Smart case was unprecedented, and the story inspired numerous books and movies.
There were more people from the media in the courtroom than there were citizens from the state of New Hampshire. It was the first in the U.S. history to allow TV cameras in the courtroom.
Arrested for the crime was 16-year-old, Winnacunnet High School student, Billy Flynn and three accomplices. Police learned that Flynn had an affair with Greg Smart’s wife, 22-year- old, Pamela Smart, a media coordinator at the school. “I meet Pame Smart and she’s beautiful, she’s intelligent, you know, she’s an adult…and she likes me,” Flynn told police. “She said the way she sees it, the only alternative…is to kill him.” Flynn told police she would bring up the plan to kill her husband “almost every day… She said she hated him.”
Cecelia Pierce, Flynn’s friend, testified at trial that Smart and Flynn were originally just friends. Smart confessed to her that she “loved Bill.” Flynn testified at trial that he was a virgin before he had sex with Pamela Smart. Flynn claimed he had fallen in love with Smart when he first met her.
In July 1990, Pierce wore a police-monitored body wire that recorded Pamela Smart’s apparently telling Pierce to lie to investigators. Smart argues, however, she was only pretending to be involved, hoping it would make Pierce give her information about what police knew.
“All I wanted to know was did [Flynn] really kill my husband,” she said. “More than anything I wanted this not to be true…because I felt responsible.”
“I thought there was no way, because the person I knew, I never saw him violent, or anything like that,” Smart said of Flynn.
When Cecelia Pierce said she was going to police, Pamela Smart was trying to convince her not to go, and to refuse lie detector.
“I’m just telling you, you know, if you tell the truth, you’re gonna be an accessory to murder,” Smart said to Pierce in the recording. “Now, you know you’re gonna be on the witness stand…and then he’ll say, ‘Did you know?’ And you’re gonna say ‘no.’ ‘Did Pame do it?’ ‘No.’”
Billy Flynn and his accomplices were given lighter sentences, after they cop a plea deal to cooperate with investigators. Flynn was sentenced to 28 years to life in prison, Patrick “Pete” Randall was sentenced to 40 years to life in prison. Lattime Jr. was sentenced to 30 years to life in prison. Raymond Fowler was sentenced to 15 to 30 years in prison.
By 2015, Billy Flynn, Patrick “Pete” Randall, Lattime Jr. and Raymond Fowler are all released from prison.
Meanwhile, Pamela Smart remains confined for life.
Pamela Smart was born in 1967. Pamela was a cheerleader, and graduated from Florida State University (FSU) with a degree in communications, in the track entitled “Media Performance.” At FSU, she was the host of a college radio program, where she called herself the “Maiden of Metal.”
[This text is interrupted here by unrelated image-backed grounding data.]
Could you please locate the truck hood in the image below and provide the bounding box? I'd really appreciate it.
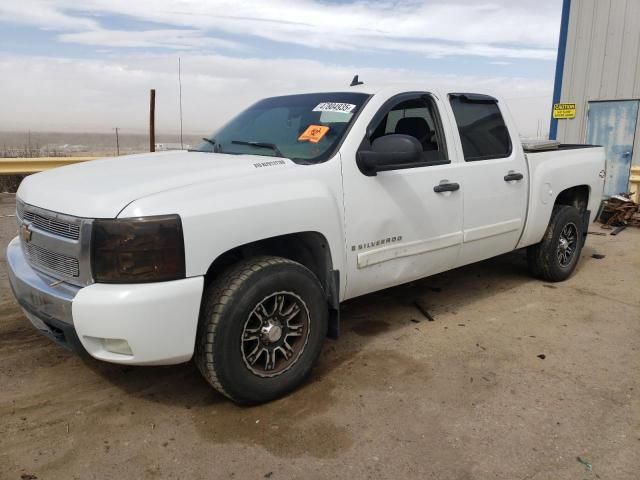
[17,151,293,218]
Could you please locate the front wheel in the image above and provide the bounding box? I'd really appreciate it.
[195,256,328,405]
[527,205,584,282]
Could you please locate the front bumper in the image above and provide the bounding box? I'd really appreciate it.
[7,237,205,365]
[7,237,86,353]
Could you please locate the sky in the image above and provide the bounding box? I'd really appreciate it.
[0,0,563,137]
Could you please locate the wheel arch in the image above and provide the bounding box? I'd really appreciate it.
[203,231,340,338]
[518,184,594,249]
[554,184,592,237]
[553,184,591,212]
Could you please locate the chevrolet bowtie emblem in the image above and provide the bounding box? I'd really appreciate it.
[20,223,32,243]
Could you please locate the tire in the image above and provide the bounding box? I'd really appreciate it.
[195,256,328,405]
[527,205,584,282]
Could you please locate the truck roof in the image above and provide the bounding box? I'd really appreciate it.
[277,84,501,102]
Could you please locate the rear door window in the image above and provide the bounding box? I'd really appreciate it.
[449,94,512,161]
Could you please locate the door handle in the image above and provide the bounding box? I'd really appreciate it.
[433,182,460,193]
[504,172,524,182]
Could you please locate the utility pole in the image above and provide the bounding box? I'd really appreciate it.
[114,127,120,156]
[149,89,156,152]
[179,57,184,149]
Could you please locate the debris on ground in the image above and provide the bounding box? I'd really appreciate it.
[598,193,640,231]
[537,354,546,360]
[576,456,593,472]
[610,225,626,236]
[413,300,435,321]
[591,254,606,259]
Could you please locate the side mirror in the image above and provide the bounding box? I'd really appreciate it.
[356,134,423,176]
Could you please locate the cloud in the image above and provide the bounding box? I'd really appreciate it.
[0,53,552,137]
[0,1,557,138]
[1,0,561,60]
[58,29,244,51]
[0,0,98,31]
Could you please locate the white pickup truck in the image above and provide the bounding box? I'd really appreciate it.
[8,85,605,404]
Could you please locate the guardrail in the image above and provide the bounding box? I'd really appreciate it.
[0,157,98,175]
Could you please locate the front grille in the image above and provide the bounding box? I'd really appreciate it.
[24,242,80,278]
[21,210,80,240]
[16,200,92,285]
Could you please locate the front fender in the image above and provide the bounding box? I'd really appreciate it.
[118,158,346,293]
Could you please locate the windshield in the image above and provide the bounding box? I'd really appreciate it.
[196,92,370,162]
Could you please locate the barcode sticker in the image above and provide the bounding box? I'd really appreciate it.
[313,102,356,114]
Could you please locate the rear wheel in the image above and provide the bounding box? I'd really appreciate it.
[527,205,584,282]
[195,256,328,405]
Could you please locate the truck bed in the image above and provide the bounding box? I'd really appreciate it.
[517,144,606,249]
[522,139,601,153]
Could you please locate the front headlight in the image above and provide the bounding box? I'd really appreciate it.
[91,215,186,283]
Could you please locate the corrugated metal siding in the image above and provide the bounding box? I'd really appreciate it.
[557,0,640,168]
[634,0,640,167]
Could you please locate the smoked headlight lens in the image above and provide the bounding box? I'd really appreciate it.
[91,215,186,283]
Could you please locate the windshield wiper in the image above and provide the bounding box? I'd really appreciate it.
[231,140,284,158]
[189,137,219,153]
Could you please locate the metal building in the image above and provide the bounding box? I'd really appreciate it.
[550,0,640,199]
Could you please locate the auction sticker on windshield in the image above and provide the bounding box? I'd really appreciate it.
[313,102,356,114]
[298,125,330,143]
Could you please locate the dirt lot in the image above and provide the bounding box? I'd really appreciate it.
[1,192,639,480]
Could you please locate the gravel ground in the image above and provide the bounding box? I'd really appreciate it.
[1,192,639,480]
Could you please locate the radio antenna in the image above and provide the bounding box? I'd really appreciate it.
[350,74,364,87]
[179,57,184,149]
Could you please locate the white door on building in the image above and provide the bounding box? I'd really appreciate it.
[587,100,639,197]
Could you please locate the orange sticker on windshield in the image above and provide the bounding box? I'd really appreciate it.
[298,125,329,143]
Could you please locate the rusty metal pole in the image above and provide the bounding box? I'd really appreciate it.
[149,89,156,152]
[114,127,120,156]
Pamela took a job as a media coordinator at Winnacunnet High School in Hampton, New Hampshire, where she met sophomore student William “Billy” Flynn at Project Self-Esteem, a school drug awareness program where both were volunteers. Pamela also met another intern named Cecelia Pierce, who was friends with Flynn.
Having exhausted her judicial appeal options, Smart returned for a third time to an elected state council, seeking a sentence reduction hearing in 2022. The five-member Executive Council, which approves state contracts and appointees to the courts and state agencies, rejected her latest request in less than three minutes, prompting another appeal to state Supreme Court.
The justices dismissed the petition, saying it would violate the separation of powers to order the council to reconsider a “political” question.
“This ruling by the New Hampshire Supreme Court is a continuing disappointment that devastates our hopes for Pamela Smart finally receiving reasonable and fair process in the State of New Hampshire,” Smart’s spokeswoman, Eleanor Pam, said in an email.